Don't doubt yourself Jen. I think that when a patient's symptoms don't fit a recognizable pattern two things happen. The patient begins to feel like a hypochondriac because the vibe is "I'd don't recognize this, is this a "real" disease syndrome I'm seeing?" So you feel as if you're making things up, which is entirely untrue. The second thing is that the Drs seem to become defensive. No surprise really, it is probably difficult to admit to a patient that you haven't a clue as to what is causing their problem, whether you're seeing one thing, or a group of things overlapping etc.

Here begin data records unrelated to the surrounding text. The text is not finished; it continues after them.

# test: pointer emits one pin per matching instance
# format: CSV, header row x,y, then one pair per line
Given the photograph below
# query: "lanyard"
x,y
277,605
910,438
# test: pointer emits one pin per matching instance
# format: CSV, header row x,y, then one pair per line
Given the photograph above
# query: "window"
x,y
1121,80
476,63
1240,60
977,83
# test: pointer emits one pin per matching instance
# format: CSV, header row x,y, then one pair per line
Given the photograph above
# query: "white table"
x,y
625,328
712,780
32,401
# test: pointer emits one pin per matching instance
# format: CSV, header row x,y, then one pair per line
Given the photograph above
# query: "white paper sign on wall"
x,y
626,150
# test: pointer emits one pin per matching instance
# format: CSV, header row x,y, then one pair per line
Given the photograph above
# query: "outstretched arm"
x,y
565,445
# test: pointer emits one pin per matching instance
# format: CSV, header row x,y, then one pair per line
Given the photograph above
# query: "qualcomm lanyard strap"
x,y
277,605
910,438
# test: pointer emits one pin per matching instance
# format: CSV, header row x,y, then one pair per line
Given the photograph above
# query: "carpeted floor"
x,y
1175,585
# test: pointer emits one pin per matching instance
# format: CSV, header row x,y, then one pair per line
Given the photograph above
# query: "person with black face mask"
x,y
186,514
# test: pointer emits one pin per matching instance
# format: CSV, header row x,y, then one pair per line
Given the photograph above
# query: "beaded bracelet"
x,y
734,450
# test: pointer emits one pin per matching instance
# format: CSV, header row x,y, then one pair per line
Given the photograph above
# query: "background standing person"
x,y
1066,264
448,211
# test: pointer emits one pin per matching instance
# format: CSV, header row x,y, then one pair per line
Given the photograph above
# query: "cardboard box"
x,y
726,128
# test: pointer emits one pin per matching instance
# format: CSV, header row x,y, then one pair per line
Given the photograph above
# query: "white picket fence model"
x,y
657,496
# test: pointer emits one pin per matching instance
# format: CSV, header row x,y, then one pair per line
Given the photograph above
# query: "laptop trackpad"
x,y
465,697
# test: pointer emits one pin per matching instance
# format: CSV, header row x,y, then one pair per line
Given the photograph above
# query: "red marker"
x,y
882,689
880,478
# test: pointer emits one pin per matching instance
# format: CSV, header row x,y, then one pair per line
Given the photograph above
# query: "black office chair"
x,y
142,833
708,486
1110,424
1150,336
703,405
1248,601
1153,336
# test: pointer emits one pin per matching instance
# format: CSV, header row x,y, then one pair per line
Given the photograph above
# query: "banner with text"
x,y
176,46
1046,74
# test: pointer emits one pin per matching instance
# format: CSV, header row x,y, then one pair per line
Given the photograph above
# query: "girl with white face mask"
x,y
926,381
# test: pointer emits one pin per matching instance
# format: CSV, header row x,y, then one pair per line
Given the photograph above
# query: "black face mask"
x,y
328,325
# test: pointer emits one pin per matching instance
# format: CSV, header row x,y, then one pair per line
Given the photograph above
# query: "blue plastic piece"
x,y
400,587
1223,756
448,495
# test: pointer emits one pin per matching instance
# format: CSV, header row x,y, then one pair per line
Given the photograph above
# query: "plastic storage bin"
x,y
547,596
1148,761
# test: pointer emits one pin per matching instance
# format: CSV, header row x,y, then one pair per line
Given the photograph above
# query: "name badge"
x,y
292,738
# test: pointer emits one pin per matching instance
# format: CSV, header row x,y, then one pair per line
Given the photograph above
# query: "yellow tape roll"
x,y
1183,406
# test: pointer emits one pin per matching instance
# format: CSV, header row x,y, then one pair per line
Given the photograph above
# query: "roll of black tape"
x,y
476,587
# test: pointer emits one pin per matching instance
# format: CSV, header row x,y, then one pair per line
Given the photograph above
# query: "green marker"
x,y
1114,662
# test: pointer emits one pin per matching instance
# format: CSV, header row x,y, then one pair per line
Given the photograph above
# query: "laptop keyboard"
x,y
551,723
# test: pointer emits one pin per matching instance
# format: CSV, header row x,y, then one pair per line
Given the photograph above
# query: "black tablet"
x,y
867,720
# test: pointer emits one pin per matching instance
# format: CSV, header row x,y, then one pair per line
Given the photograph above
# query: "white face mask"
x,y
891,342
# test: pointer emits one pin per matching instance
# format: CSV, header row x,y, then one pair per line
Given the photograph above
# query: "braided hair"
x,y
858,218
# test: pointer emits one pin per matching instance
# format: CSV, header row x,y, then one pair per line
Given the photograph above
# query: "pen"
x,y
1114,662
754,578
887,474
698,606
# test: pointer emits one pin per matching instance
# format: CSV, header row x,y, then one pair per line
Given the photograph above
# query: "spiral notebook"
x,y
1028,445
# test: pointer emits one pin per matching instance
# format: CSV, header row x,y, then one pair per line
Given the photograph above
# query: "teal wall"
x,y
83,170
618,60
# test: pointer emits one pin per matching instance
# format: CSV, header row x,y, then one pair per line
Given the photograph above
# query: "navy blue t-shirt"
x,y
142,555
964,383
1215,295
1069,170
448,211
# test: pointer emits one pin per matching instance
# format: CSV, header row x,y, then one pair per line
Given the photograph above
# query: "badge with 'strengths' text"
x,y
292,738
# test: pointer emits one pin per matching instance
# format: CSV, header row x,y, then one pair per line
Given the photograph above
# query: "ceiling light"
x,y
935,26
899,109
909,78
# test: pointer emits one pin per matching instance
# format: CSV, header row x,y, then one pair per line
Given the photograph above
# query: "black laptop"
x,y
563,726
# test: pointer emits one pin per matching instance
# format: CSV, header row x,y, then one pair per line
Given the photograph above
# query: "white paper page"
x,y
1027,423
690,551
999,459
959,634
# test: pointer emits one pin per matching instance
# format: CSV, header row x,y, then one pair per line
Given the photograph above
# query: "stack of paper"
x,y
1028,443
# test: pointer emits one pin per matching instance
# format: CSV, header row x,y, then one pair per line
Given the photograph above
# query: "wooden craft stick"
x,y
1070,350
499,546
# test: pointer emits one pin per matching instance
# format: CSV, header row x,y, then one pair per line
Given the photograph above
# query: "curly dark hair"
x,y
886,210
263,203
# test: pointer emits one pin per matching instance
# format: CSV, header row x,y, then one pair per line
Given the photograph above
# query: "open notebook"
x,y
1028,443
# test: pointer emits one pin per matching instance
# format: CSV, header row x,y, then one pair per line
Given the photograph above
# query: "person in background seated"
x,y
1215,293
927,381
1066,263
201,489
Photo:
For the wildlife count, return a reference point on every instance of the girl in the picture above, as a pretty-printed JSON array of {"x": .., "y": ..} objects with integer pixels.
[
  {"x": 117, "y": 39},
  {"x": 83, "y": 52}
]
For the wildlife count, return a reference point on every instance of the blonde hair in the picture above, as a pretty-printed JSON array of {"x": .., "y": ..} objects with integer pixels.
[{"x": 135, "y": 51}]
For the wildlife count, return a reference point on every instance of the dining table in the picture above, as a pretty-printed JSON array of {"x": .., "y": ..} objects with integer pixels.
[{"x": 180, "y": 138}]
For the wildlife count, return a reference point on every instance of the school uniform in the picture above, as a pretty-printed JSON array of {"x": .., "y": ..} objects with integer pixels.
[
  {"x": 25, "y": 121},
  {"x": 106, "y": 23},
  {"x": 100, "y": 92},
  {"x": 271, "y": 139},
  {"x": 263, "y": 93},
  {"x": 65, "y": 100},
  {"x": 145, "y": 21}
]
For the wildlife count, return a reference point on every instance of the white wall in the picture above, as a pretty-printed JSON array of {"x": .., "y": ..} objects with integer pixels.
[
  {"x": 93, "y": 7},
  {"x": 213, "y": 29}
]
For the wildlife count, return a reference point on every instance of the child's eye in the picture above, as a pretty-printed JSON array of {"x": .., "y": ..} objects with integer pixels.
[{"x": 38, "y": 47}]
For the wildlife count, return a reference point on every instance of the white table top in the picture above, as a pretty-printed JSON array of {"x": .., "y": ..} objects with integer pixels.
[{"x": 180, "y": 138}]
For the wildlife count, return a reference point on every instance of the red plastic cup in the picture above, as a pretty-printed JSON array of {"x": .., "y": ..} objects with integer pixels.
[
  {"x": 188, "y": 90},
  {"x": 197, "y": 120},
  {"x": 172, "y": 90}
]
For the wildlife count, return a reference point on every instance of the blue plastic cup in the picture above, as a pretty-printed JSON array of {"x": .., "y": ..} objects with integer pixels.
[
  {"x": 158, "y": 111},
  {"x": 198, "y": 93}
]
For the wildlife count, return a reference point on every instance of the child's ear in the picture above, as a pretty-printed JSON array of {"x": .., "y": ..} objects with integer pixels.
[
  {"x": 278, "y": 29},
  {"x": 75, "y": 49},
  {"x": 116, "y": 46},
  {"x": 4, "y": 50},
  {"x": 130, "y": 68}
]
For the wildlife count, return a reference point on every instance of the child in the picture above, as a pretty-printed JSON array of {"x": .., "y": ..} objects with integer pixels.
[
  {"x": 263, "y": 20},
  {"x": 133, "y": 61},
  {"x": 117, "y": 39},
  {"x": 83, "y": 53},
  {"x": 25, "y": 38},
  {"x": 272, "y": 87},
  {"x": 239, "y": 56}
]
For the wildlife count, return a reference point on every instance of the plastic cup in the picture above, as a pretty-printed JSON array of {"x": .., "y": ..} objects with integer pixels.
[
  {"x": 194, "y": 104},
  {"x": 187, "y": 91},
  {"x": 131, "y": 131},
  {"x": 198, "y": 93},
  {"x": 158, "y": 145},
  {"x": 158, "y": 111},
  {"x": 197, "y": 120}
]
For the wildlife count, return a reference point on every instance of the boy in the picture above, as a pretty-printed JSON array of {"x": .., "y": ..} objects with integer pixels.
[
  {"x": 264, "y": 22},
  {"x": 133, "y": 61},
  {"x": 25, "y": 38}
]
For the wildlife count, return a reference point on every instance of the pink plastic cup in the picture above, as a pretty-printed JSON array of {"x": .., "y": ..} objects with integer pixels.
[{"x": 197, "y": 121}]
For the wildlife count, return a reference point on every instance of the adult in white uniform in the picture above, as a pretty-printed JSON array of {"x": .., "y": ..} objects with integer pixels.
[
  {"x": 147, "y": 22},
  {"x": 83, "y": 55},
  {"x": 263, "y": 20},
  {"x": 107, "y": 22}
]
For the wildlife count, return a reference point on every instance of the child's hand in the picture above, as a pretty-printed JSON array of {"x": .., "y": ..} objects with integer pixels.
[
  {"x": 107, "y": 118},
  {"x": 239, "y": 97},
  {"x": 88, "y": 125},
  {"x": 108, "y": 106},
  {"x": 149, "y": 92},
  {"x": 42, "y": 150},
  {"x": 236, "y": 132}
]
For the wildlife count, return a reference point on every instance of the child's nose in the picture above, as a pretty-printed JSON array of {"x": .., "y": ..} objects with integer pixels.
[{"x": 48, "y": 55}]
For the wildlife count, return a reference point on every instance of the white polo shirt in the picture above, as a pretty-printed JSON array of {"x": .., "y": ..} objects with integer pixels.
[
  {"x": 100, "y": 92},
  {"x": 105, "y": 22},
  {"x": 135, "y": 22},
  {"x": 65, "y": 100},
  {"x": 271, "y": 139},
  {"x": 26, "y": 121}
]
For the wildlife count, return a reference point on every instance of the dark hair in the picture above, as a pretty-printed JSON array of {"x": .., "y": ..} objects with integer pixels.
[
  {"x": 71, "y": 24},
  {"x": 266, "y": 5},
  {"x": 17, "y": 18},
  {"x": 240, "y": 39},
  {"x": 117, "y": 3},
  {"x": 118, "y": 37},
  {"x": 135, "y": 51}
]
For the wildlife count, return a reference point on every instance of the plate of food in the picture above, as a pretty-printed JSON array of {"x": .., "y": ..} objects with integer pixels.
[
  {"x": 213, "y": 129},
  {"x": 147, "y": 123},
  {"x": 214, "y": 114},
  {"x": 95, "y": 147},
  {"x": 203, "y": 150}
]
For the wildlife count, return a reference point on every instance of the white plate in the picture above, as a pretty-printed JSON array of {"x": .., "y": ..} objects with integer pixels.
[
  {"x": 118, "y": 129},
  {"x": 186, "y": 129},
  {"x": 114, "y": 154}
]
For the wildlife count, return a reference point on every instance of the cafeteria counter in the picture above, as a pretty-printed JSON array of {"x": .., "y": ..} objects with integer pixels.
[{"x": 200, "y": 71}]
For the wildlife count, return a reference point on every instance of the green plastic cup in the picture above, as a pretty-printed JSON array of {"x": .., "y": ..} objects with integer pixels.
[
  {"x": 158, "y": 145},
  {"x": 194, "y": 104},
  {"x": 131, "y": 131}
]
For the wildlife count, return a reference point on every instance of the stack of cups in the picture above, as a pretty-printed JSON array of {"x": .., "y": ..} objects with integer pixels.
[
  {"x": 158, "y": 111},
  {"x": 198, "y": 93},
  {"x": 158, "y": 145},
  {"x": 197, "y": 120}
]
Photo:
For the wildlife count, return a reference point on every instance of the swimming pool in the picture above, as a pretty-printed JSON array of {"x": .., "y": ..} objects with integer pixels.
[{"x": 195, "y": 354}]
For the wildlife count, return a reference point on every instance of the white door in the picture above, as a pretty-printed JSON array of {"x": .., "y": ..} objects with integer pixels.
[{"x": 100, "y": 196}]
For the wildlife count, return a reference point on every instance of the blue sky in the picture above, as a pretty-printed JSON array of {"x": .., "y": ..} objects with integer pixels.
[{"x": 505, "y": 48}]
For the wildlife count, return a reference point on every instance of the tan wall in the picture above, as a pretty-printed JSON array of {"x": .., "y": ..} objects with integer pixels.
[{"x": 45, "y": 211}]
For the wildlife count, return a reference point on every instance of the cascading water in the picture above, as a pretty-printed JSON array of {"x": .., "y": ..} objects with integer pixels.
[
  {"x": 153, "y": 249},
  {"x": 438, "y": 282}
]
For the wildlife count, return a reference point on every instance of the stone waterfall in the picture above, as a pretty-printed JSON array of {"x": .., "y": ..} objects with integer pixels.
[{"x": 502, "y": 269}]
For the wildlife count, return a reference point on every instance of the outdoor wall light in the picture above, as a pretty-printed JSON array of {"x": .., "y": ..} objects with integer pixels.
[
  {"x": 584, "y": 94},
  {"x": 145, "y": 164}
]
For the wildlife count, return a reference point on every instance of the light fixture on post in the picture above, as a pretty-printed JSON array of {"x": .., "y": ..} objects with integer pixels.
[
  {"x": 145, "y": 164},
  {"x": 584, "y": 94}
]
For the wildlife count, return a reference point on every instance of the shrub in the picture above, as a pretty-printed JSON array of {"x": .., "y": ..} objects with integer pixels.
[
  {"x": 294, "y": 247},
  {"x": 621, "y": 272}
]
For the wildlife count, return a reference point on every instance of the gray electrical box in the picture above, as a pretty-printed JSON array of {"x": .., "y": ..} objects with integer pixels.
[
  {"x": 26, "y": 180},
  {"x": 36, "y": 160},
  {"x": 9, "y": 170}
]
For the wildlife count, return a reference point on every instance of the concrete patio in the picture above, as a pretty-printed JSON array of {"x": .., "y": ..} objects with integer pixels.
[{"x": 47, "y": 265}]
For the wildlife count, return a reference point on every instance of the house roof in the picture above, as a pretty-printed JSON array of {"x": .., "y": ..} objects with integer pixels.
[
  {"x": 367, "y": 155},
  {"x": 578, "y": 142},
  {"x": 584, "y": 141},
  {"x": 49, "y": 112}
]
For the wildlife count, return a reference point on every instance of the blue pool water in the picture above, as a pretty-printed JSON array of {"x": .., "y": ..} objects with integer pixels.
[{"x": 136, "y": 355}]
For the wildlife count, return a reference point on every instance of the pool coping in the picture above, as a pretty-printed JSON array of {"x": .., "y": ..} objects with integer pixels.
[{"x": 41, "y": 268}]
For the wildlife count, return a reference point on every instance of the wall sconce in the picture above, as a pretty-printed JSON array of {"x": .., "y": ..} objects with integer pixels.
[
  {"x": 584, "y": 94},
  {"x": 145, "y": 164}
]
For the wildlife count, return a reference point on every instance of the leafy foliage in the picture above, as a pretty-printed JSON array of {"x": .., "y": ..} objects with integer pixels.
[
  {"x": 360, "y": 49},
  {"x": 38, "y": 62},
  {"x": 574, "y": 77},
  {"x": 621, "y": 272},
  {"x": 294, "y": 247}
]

I think the best thing you can do is deal straight, look the relevant OB in the eye. Remind him or her that is your precious baby that you are carrying and you want to do the very best you can for him/her. At the same time point out that you are not whiny, needy, acting out or seeking attention. Furthermore, that you do understand that the OB may not have all the answers right now. I would also explain what your major fears are, eg. preeclampsia. I think that some doctors have a standard "bedside manner" sometimes vague, usually cheery etc. Just say that this particular style doesn't suit you, you would like to be considered a partner in bringing this baby to full term but that you understand that you are not a peer. So, "you're fine" etc. doesn't reassure you, you'd be more comfortable with a concise description of where you are healthwise.
Before you start thinking.. "get off your high horse woman, did you do that?" The answer is not entirely. However, I did tell the OB the two things that scared me most, a)being as sick again as I had been in the previous pregnancy... and he promised that he would do his very best to prevent that happening (with no guarantees), and b)that it would come at a point in the pregnancy where the baby wouldn't do as well as my daughter did. I think that is when I realized that the man was being as honest as he could be because he straight away told me that it was possible that those two things were incompatible and that he would be concerned for my health first. If I wasn't willing to accept that, perhaps I should look elsewhere for another OB. It made me a little sad to acknowledge such a possibility but at that point all the cards were on the table.
It's hard to deal with Jen but stick to your position, ask your questions. Keep reminding your OB that you want to understand what is going on, after all you're altogether for only one reason.... your baby!